Éponine abriu um sorriso. Aquele sorriso que chegou aos seus olhos. Aquele que Enjolras adorava.

–Tudo bem. Espere aqui, já volto.- Éponine se soltou de Enjolras e saiu correndo sem dizer mais nada.

Depois de uns dez minutos, a morena voltou com um pequeno pacotinho nas mãos.

–Eu sei,que muito tempo atrás eu o fiz prometer que não seriamos o tipo de casal que tentaria materializar o amor. Porém eu acho que teremos que quebrar essa promessa, se você quiser é claro.

–O que é isso?- indagou curioso.

–Comprei isso faz meses em uma feira de artesanato. Simplesmente chamou minha atenção.- Éponine despejou o conteúdo do pacotinho em sua mão,revelando dois anéis.

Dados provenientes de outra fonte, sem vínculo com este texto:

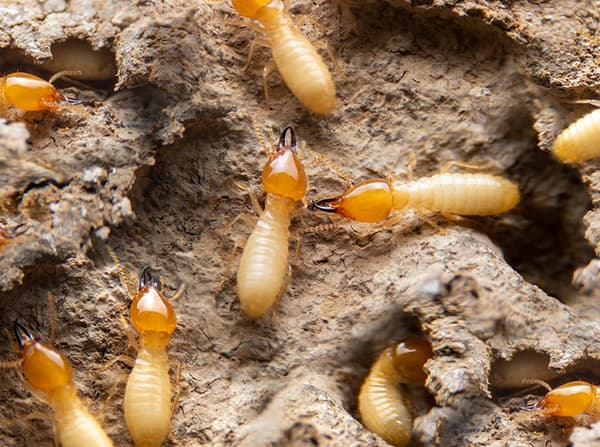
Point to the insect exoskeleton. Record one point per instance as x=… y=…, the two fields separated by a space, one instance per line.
x=571 y=399
x=580 y=141
x=382 y=403
x=148 y=393
x=264 y=262
x=50 y=373
x=456 y=194
x=29 y=93
x=297 y=60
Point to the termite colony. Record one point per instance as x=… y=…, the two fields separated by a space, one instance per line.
x=382 y=404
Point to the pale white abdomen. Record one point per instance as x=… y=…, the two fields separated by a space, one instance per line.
x=580 y=141
x=382 y=407
x=76 y=427
x=300 y=66
x=264 y=262
x=463 y=194
x=148 y=399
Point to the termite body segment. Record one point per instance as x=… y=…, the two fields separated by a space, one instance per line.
x=264 y=262
x=382 y=404
x=148 y=393
x=580 y=141
x=571 y=399
x=29 y=93
x=50 y=373
x=297 y=60
x=456 y=194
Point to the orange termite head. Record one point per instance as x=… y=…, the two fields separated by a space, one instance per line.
x=410 y=356
x=283 y=173
x=44 y=367
x=249 y=8
x=150 y=310
x=30 y=93
x=570 y=399
x=369 y=201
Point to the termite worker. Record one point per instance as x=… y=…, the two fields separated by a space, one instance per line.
x=449 y=193
x=570 y=399
x=297 y=60
x=264 y=262
x=147 y=402
x=382 y=404
x=580 y=141
x=51 y=375
x=30 y=93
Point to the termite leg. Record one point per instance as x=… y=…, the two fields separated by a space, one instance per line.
x=64 y=74
x=296 y=258
x=260 y=137
x=455 y=218
x=120 y=379
x=52 y=314
x=250 y=220
x=10 y=364
x=537 y=382
x=319 y=44
x=269 y=68
x=130 y=334
x=127 y=277
x=321 y=159
x=247 y=23
x=426 y=219
x=321 y=228
x=128 y=360
x=175 y=401
x=178 y=293
x=307 y=17
x=412 y=163
x=488 y=165
x=593 y=102
x=263 y=42
x=238 y=244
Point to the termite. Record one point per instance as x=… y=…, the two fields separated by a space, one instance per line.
x=296 y=59
x=31 y=93
x=570 y=399
x=147 y=401
x=51 y=376
x=264 y=262
x=448 y=194
x=382 y=404
x=580 y=141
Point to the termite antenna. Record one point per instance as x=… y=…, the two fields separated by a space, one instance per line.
x=146 y=278
x=74 y=102
x=22 y=334
x=282 y=144
x=323 y=205
x=64 y=74
x=537 y=382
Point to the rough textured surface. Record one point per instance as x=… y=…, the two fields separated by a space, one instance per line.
x=151 y=168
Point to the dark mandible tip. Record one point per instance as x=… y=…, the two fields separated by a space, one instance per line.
x=292 y=145
x=323 y=205
x=146 y=278
x=22 y=334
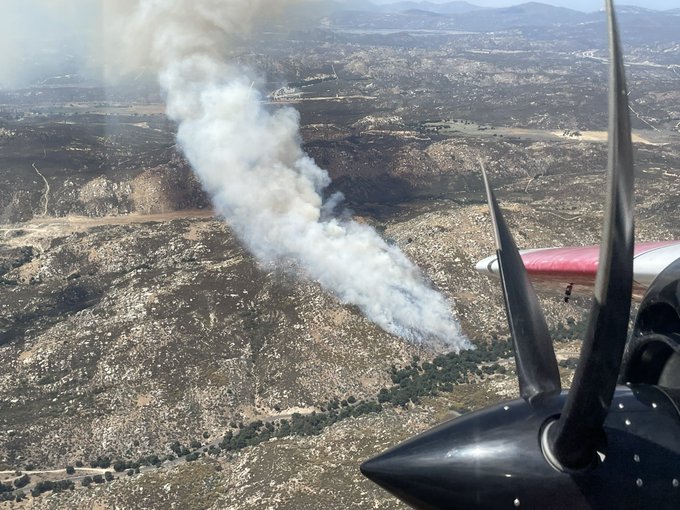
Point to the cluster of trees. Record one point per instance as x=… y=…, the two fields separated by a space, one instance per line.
x=410 y=384
x=573 y=330
x=299 y=425
x=6 y=492
x=430 y=378
x=57 y=486
x=89 y=480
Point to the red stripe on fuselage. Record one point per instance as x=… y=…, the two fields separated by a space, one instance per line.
x=576 y=265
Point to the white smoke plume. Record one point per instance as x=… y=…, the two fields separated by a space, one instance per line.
x=249 y=159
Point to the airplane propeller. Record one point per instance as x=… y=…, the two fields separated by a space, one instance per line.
x=597 y=446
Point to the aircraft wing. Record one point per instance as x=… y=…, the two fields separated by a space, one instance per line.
x=556 y=269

–Você quer que usemos alianças?- questionou incrédulo olhando para os anéis que mais pareciam pequenos galhos dourados.

Éponine ficou sem graça.

–Só se você quiser. Esses anéis são discretos e se alguém perguntar você pode dizer que o usa porque é um amante da natureza. Vai parecer super descolado... Olha, esquece. Foi estupidez isso,me desculpe.- pediu,o rosto corado,guardando os anéis de volta ao saquinho.

Enjolras a olhava,se atrapalhando para colocar os pequenos galhos dourados de volta no saquinho.

“Por que não?”, se questionou.

–Acho uma boa ideia. Faz tempo que estava pensando em uma forma de te convencer a usar um desses.- disse por fim, tirando os anéis das mãos de Éponine.- Posso?- perguntou e ela apenas balançou a cabeça,esticando sua mão e sem perceber prendendo a respiração.

Enjolras entregou seu anel para Éponine que fez o mesmo,levando a mão do louro até seus lábios.

–Agora você é meu.- murmurou brincando para Enjolras.

–Posso dizer o mesmo de você... Então quando você vai embora?

Éponine mordeu o lábio inferior.

–Em dois dias.- respondeu por fim.

–Dois dias?- perguntou pasmo, não imaginava que seria tão rápido assim.- Sabe, posso imaginar coisas para fazermos nesses dois dias.- falou malicioso e mal acreditando que havia realmente dito aquilo. O rosto de Éponine se acendeu em um sorriso.

"Bem... é uma dança segura"

–Ah,com toda certeza. Eu posso imaginar também.- respondeu se jogando nos braços de Enjolras.

–Olá. Terra chamando,Jojo.- Grantaire estava acenando para Enjolras que piscou focando no amigo.- Estava pensando no que? Você ficou com um sorrisinho sinistro no rosto.

–Nada, só estava me lembrando a última vez em que todos estiveram aqui.- respondeu se jogando no sofá.

–Faz muito tempo. Aquela noite que aproveitaram para abusar de minha pessoa.- Grantaire falou com ar ofendido.- Agora está todo mundo tão ocupado que se eu encontrar na rua nem reconheço.

–Que exagero.- Courfeyrac comentou se sentando no sofá.

–Não, de verdade. Sinto como se estivéssemos nos distanciando aos poucos.- Grantaire enfatizou.

–É só porque estamos em um período puxado da faculdade,assim que passar as provas voltamos a se ver com frequência.

Grantaire continuou negando com a cabeça.

–Escutem o que eu estou falando: nós estamos nos separando. A primeira a ir embora foi a Ponine...

–Ela vai voltar.- Enjolras o interrompeu.

–E a Thaís está voltando. Acho que isso diz o suficiente. Se não tomarmos cuidado com ela, já era. Ela esta com raiva, vai fazer o impossível para separar a gente.

–Não seja paranoico.- Courfeyrac bateu no braço do amigo.

–Só escutem o que estou lhes falando e daqui um ano vocês podem me pagar para saber sobre o futuro de vocês.